MARIA CHAPPELLE-NADAL: Well, I have to tell you, I actually pre-filed a lot of this legislation last December.

When it comes to body cameras, I filed that. When it comes to ensuring that police officers get proper training, I filed that. Special prosecuting attorney in these kind of cases, filed that legislation. Upholding our constitutional rights, I filed that legislation.

So I have been dealing with this for quite a long time. We were very, very close to passing the deadly force law. As you may know, Missouri is 30 years out of compliance with the U.S. Supreme Court decision in not only 1985, but also 1989, which is the upgrade on what our deadly force is supposed to look like legislatively.

So I’m going to continue fighting for many of the suggestions that were recommended that came out today. A lot of this, I have already filed, but there were some good suggestions that I didn’t file that I want to follow up on, but I really want to ensure that we are looking seriously at this.

Literally, we have been talking about racial inequity for decades, and Starsky is absolutely right. It’s going to take agitation. And we cannot be — succumb to different interest groups that are out there who are trying to water down this movement, this change in the system that is so needed right now, so that individuals can have trust.

Well, one of the things I would follow up on, though…

GWEN IFILL: Go ahead.

MARIA CHAPPELLE-NADAL: One of the things I would follow up on, though, has to do with the environment and housing, as well as education.

I’m ranking member on the Education Committee. I also serve on my local school board simultaneously. And I feel as though the focus just on early education really was a short step. That’s low-hanging fruit, to invest in early ed. But we have to focus on children who are at risk who are in middle school and who are in high school who potentially can end up in the pipeline to prison.

The report didn’t talk about that. And there are other environmental issues.

GWEN IFILL: Well, let me ask Reverend Wilson about, because one of — you call for agitation. The senator calls for agitation. I don’t think anybody watching from around the country would say there has not been enough agitation in Ferguson.

What stops this report from ending up on a high shelf covered in dust?

REV. STARSKY WILSON: First, I say to the senator, I wholly agree with her, investment and engagement there in early ed.

What we have taken is a broad approach to young people, understanding that academics are one indicator of their well-being, but they’re not the only indicator of their well-being, and stage-appropriate development is what we’re calling for in the report.

There’s actually a very…

GWEN IFILL: But I really want to ask you about that, the dusty shelf idea, before we run out of time.

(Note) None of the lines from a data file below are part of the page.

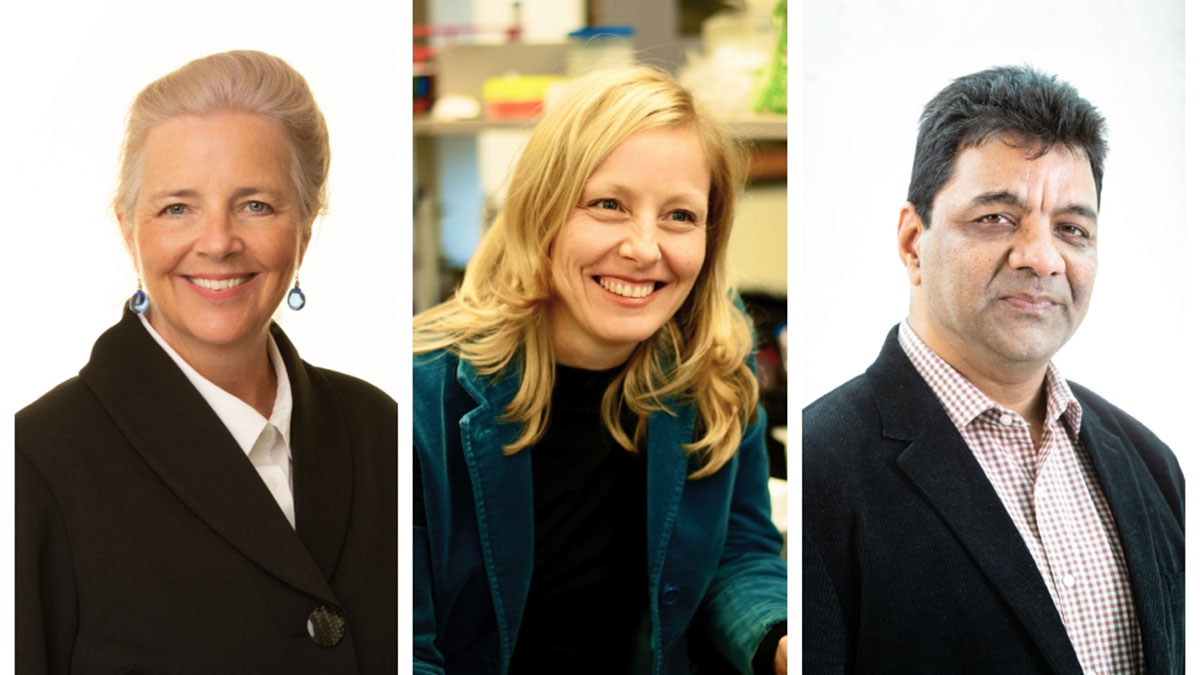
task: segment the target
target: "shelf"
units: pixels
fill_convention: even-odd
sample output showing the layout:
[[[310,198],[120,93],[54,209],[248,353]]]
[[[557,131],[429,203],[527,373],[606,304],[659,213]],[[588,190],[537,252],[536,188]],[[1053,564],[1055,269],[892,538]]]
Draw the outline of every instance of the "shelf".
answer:
[[[474,136],[481,131],[526,131],[536,120],[461,120],[436,121],[427,117],[413,119],[415,136]],[[787,141],[787,118],[762,115],[733,123],[733,133],[757,141]]]

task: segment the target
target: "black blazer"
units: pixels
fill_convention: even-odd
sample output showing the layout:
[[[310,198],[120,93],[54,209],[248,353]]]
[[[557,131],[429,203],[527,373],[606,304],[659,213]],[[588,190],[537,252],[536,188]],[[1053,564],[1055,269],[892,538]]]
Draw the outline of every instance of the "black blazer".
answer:
[[[296,530],[128,311],[17,413],[18,673],[396,673],[396,402],[271,333]]]
[[[1124,548],[1147,673],[1183,671],[1183,476],[1070,384]],[[893,329],[804,408],[804,673],[1080,673],[1033,557]]]

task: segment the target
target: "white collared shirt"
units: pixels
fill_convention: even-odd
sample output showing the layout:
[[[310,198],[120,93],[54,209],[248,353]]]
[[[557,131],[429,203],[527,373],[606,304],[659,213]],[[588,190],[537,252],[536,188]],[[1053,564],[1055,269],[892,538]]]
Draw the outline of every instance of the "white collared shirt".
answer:
[[[292,501],[292,383],[275,340],[266,341],[276,381],[275,405],[271,408],[271,418],[266,419],[250,404],[217,387],[188,365],[150,325],[145,315],[138,315],[138,319],[226,425],[238,447],[254,465],[288,522],[295,527],[295,509]]]

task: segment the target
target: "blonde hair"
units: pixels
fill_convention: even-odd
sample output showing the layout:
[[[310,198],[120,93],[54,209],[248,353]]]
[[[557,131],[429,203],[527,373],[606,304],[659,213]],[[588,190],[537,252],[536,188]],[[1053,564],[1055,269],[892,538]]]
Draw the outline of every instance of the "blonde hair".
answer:
[[[746,364],[750,325],[733,303],[726,269],[745,154],[668,76],[632,67],[581,78],[547,110],[512,169],[504,207],[462,285],[451,299],[413,319],[415,353],[449,350],[485,376],[505,370],[520,354],[521,384],[504,417],[524,428],[504,448],[506,454],[533,446],[550,419],[551,243],[605,157],[630,136],[664,127],[695,132],[708,160],[707,253],[679,311],[635,348],[605,392],[602,417],[617,442],[637,452],[652,412],[674,414],[668,399],[695,406],[698,438],[684,446],[697,467],[692,478],[715,473],[737,452],[758,396]],[[620,424],[622,406],[637,418],[632,437]]]
[[[311,227],[325,210],[329,130],[304,77],[283,59],[262,52],[204,56],[151,82],[130,108],[121,145],[114,210],[132,214],[142,181],[142,153],[150,130],[182,115],[236,110],[280,123],[292,150],[292,183],[300,220]],[[132,219],[126,219],[128,227]]]

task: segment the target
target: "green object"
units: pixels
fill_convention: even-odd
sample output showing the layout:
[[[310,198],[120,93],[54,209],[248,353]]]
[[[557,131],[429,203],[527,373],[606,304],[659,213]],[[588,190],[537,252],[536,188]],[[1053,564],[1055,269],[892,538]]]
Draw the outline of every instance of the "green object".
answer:
[[[787,0],[779,0],[770,20],[779,26],[779,41],[775,42],[775,56],[770,60],[767,82],[754,103],[754,112],[764,110],[787,114]]]

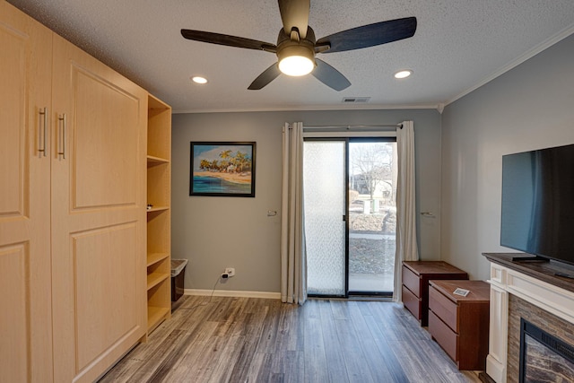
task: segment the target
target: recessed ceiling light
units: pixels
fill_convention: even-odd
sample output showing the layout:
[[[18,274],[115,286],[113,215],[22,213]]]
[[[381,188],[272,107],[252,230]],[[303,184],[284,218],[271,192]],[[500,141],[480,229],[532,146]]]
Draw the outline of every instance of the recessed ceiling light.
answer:
[[[408,76],[410,76],[411,74],[413,74],[413,71],[410,69],[404,69],[402,71],[398,71],[397,73],[395,74],[395,78],[406,78]]]
[[[205,77],[194,76],[194,77],[191,78],[191,80],[196,83],[207,83],[207,79]]]

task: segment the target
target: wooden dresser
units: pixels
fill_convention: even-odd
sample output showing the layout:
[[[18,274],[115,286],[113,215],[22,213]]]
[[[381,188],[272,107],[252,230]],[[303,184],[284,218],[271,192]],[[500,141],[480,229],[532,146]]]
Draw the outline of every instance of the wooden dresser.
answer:
[[[458,370],[486,366],[490,284],[483,281],[430,281],[429,332]],[[457,288],[468,295],[455,294]]]
[[[403,303],[422,326],[429,324],[429,281],[431,279],[468,279],[468,274],[443,261],[403,262]]]

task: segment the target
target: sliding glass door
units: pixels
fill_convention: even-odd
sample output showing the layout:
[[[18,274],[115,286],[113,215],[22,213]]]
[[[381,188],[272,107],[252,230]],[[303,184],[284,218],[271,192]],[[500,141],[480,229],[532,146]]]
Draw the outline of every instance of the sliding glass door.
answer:
[[[305,141],[303,200],[307,292],[345,296],[345,141]]]
[[[305,141],[309,295],[392,296],[396,223],[392,140]]]

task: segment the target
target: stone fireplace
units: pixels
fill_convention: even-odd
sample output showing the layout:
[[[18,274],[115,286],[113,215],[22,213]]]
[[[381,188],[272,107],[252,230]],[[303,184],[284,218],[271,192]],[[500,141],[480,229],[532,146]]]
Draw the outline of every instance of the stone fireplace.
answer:
[[[556,273],[564,273],[565,269],[572,272],[574,267],[553,261],[513,260],[517,254],[484,256],[491,261],[491,318],[486,373],[498,383],[519,383],[521,319],[544,331],[546,337],[563,342],[567,349],[574,346],[574,281],[555,275]],[[527,340],[537,345],[530,336]],[[552,354],[552,352],[548,353]],[[560,358],[555,359],[563,366],[554,365],[548,369],[558,371],[556,379],[550,381],[574,381],[568,370],[571,365],[568,361],[562,362]],[[531,367],[537,366],[533,364]],[[566,379],[560,380],[562,369],[569,375],[565,375]],[[541,370],[545,373],[544,369]]]
[[[512,294],[509,295],[509,357],[507,360],[507,382],[508,383],[519,383],[520,378],[520,364],[521,355],[524,351],[524,344],[521,342],[521,335],[523,335],[524,322],[543,331],[544,335],[550,337],[556,338],[562,341],[567,345],[574,344],[574,326],[566,322],[563,319],[552,315],[526,300],[521,300]],[[531,327],[532,328],[532,327]],[[531,336],[526,336],[526,339],[531,339]],[[524,339],[524,338],[523,338]],[[550,355],[546,358],[543,358],[540,353],[552,354],[552,350],[545,346],[544,344],[541,344],[540,341],[535,340],[535,344],[541,348],[541,352],[534,359],[534,362],[547,363],[547,368],[544,366],[537,366],[540,370],[540,375],[544,375],[545,379],[539,379],[538,381],[562,381],[568,382],[574,381],[574,370],[572,370],[571,360],[564,360],[566,358],[556,358],[561,366],[552,365],[552,362],[548,361]],[[574,349],[574,346],[571,347]],[[568,351],[567,351],[568,352]],[[570,351],[571,352],[571,351]],[[555,353],[553,353],[555,354]],[[560,355],[558,355],[560,356]],[[574,355],[569,355],[570,358]],[[546,359],[544,361],[543,359]],[[570,362],[570,364],[569,364]],[[525,363],[527,364],[527,363]],[[534,366],[536,368],[536,366]],[[544,371],[547,370],[548,371]],[[570,370],[570,373],[567,371]],[[552,378],[551,378],[552,377]],[[531,377],[532,378],[532,377]],[[534,379],[531,379],[534,380]]]

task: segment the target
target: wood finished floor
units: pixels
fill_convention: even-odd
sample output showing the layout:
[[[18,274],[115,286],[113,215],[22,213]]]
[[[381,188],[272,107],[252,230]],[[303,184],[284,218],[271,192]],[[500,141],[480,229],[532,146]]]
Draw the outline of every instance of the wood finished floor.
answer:
[[[480,382],[400,304],[184,296],[100,382]]]

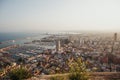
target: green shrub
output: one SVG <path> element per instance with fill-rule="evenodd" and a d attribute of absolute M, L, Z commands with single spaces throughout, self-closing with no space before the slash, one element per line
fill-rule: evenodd
<path fill-rule="evenodd" d="M 68 80 L 67 76 L 54 76 L 51 77 L 50 80 Z"/>
<path fill-rule="evenodd" d="M 8 76 L 11 80 L 23 80 L 30 78 L 32 74 L 24 68 L 19 68 L 9 72 Z"/>
<path fill-rule="evenodd" d="M 69 63 L 70 75 L 69 80 L 88 80 L 86 64 L 81 58 L 75 59 Z"/>

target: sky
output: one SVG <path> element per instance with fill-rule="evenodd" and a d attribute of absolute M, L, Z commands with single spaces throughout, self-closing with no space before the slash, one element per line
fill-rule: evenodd
<path fill-rule="evenodd" d="M 0 0 L 0 32 L 120 31 L 120 0 Z"/>

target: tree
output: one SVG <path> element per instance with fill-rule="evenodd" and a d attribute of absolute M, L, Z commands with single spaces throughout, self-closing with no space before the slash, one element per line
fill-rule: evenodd
<path fill-rule="evenodd" d="M 86 71 L 86 65 L 81 58 L 73 60 L 69 63 L 70 67 L 70 80 L 88 80 L 88 73 Z"/>

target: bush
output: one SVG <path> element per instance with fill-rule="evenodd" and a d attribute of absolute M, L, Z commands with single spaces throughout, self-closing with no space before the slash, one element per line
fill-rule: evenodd
<path fill-rule="evenodd" d="M 54 76 L 50 80 L 68 80 L 67 76 Z"/>
<path fill-rule="evenodd" d="M 8 76 L 11 80 L 23 80 L 30 78 L 32 74 L 24 68 L 19 68 L 10 71 Z"/>

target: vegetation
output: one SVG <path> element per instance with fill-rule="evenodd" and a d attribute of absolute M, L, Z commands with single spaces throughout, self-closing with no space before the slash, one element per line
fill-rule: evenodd
<path fill-rule="evenodd" d="M 25 68 L 14 69 L 9 72 L 8 76 L 11 80 L 23 80 L 30 78 L 32 74 Z"/>
<path fill-rule="evenodd" d="M 86 71 L 86 65 L 78 58 L 68 63 L 69 74 L 64 76 L 54 76 L 50 80 L 88 80 L 88 73 Z"/>
<path fill-rule="evenodd" d="M 73 60 L 73 62 L 69 63 L 69 67 L 69 80 L 88 80 L 86 65 L 81 58 Z"/>

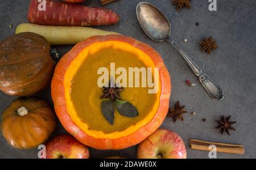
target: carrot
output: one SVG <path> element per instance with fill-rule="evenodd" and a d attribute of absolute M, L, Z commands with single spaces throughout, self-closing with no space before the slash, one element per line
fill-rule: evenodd
<path fill-rule="evenodd" d="M 86 27 L 49 26 L 34 24 L 21 24 L 16 33 L 31 32 L 44 37 L 51 45 L 76 44 L 89 37 L 118 34 Z"/>
<path fill-rule="evenodd" d="M 48 0 L 42 2 L 31 0 L 27 16 L 30 22 L 48 26 L 92 26 L 119 21 L 118 16 L 108 9 Z"/>

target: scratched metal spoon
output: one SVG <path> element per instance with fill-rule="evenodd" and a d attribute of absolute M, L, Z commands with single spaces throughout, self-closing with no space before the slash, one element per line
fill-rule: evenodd
<path fill-rule="evenodd" d="M 201 69 L 170 39 L 171 27 L 166 15 L 156 6 L 147 2 L 139 3 L 137 12 L 139 22 L 146 33 L 154 41 L 160 42 L 166 40 L 171 43 L 199 78 L 199 81 L 210 98 L 214 100 L 223 100 L 224 95 L 222 88 L 203 73 Z"/>

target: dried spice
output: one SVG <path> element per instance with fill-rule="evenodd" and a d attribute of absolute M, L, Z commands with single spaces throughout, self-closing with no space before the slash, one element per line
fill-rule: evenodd
<path fill-rule="evenodd" d="M 184 121 L 183 114 L 187 113 L 188 112 L 183 110 L 185 108 L 184 105 L 180 106 L 179 101 L 177 101 L 175 104 L 174 109 L 171 109 L 168 110 L 169 114 L 168 117 L 172 117 L 174 118 L 174 122 L 175 122 L 177 118 L 179 118 L 182 121 Z"/>
<path fill-rule="evenodd" d="M 214 40 L 212 36 L 209 39 L 204 37 L 204 41 L 201 42 L 200 45 L 202 46 L 202 51 L 207 51 L 208 54 L 210 54 L 212 50 L 218 48 L 216 45 L 216 41 Z"/>
<path fill-rule="evenodd" d="M 100 97 L 100 99 L 109 98 L 111 100 L 114 100 L 115 99 L 121 100 L 119 93 L 123 91 L 123 87 L 117 87 L 116 84 L 114 84 L 114 87 L 110 87 L 110 83 L 109 87 L 104 87 L 104 90 L 102 92 L 104 93 Z"/>
<path fill-rule="evenodd" d="M 118 87 L 116 84 L 111 87 L 110 84 L 111 80 L 108 87 L 104 87 L 104 94 L 100 97 L 110 99 L 101 103 L 101 112 L 106 120 L 112 125 L 114 125 L 115 109 L 117 109 L 120 114 L 127 117 L 138 116 L 139 113 L 134 106 L 128 101 L 121 100 L 119 93 L 125 90 L 124 88 Z"/>
<path fill-rule="evenodd" d="M 217 127 L 217 129 L 220 129 L 221 130 L 222 135 L 223 135 L 224 132 L 226 132 L 229 135 L 230 135 L 229 130 L 236 130 L 236 129 L 233 128 L 232 125 L 236 124 L 237 122 L 229 121 L 230 117 L 231 116 L 229 116 L 228 117 L 225 117 L 224 116 L 222 116 L 221 120 L 217 121 L 220 124 L 220 125 Z"/>
<path fill-rule="evenodd" d="M 186 80 L 186 84 L 187 85 L 188 85 L 188 86 L 192 86 L 192 87 L 195 87 L 196 86 L 196 84 L 195 83 L 192 83 L 189 80 Z"/>
<path fill-rule="evenodd" d="M 174 3 L 177 4 L 177 10 L 180 10 L 184 7 L 188 9 L 191 8 L 190 0 L 173 0 Z"/>

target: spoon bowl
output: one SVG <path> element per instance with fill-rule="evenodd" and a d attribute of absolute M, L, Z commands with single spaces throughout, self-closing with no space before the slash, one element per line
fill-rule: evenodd
<path fill-rule="evenodd" d="M 163 41 L 171 34 L 171 23 L 156 6 L 147 2 L 139 3 L 137 8 L 138 19 L 148 37 L 156 41 Z"/>

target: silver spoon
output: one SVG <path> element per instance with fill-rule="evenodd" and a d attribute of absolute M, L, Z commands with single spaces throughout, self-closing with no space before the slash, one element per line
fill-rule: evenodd
<path fill-rule="evenodd" d="M 147 2 L 139 3 L 137 12 L 139 22 L 146 33 L 154 41 L 160 42 L 166 40 L 171 43 L 199 78 L 199 81 L 210 98 L 214 100 L 223 100 L 224 95 L 222 88 L 203 73 L 201 69 L 170 39 L 171 24 L 166 16 L 156 6 Z"/>

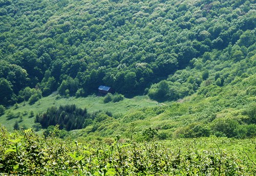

REV. STARSKY WILSON: Yes, absolutely.

So, one of the things that we have done is made the report shareable, clickable, digital first, so that people can engage around it, so that they can come in and find a place for them to work in this.

Over the course of the next three months, we will be working to find a successor organization and intermediary to work toward this common agenda by setting up shared measurement systems, assuring mutually reinforcing activities from several actors throughout the area, and working toward driving continuous communication, which will include a policy strategy here.

GWEN IFILL: Reverend Starsky Wilson, co-chairman of the Ferguson Commission and CEO of the Deaconess Foundation, and state Senator Maria Chappelle-Nadal, thank you both very much.

REV. STARSKY WILSON: Thank you for having us.